Two high-tech companies in Vancouver, Wash., are scaling back operations and shifting production overseas, a move that will leave about 550 people out of jobs. Electronics manufacturer Matsushita Kotobuki Electronics Industries of America laid off 202 workers, about 44 percent of its work force, on Thursday. The company plans to shift half of its production to Indonesia. SEH America announced plans Wednesday to consolidate operations, eliminating 350 jobs by July. SEH, which makes silicon wafers used in microchips, will send work to a plant in Malaysia to save money.
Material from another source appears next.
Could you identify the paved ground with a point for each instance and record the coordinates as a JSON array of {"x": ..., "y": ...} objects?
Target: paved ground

The U.S. economy, battered by the terrorist attacks, turned in its worst performance in a decade during the third quarter, shrinking at an annual rate of 1.1 percent. Many economists expect an even steeper drop in the current quarter but are hopeful for a turnaround next year. The revised reading on Gross Domestic Product released by the Commerce Department Friday showed the economy was much weaker in the July-September quarter than the 0.4 percent rate of decline estimated a month ago. The 1.1 percent drop in GDP – the total output of goods and services in the United States – followed a barely discernible growth rate of 0.3 percent in the second quarter and illustrated just how quickly and dramatically the economy sank after the deadliest attack in U.S. history.
Rothmans Inc. said Friday it had boosted its takeover offer for the small U.S. cigarette maker Santa Fe Natural Tobacco Co., which previously indicated support for a competing bid from R.J. Reynolds Tobacco Holdings Inc. Rothmans, a Toronto-based tobacco company, said its revised bid of cash, stock and other securities is worth about $353.7 million, up from its initial offer worth about $275 million. It boosted the cash portion of its bid by $57 million to $162 million, and said the appreciation in its stock price had boosted the value of the stock being offered for the privately held Santa Fe Natural, which is based in Santa Fe, N.M.
After 23 years of consistent growth, Home Depot hopes to plot a more focused course for making each store more profitable by better tailoring them to specific markets and offering new services for homeowners. The company’s president and chief executive, Robert Nardelli, led his first conference for Wall Street analysts on Friday, outlining a strategy that relies on diversifying revenue through better performance of existing stores, new residential services and increased sales to professional contractors.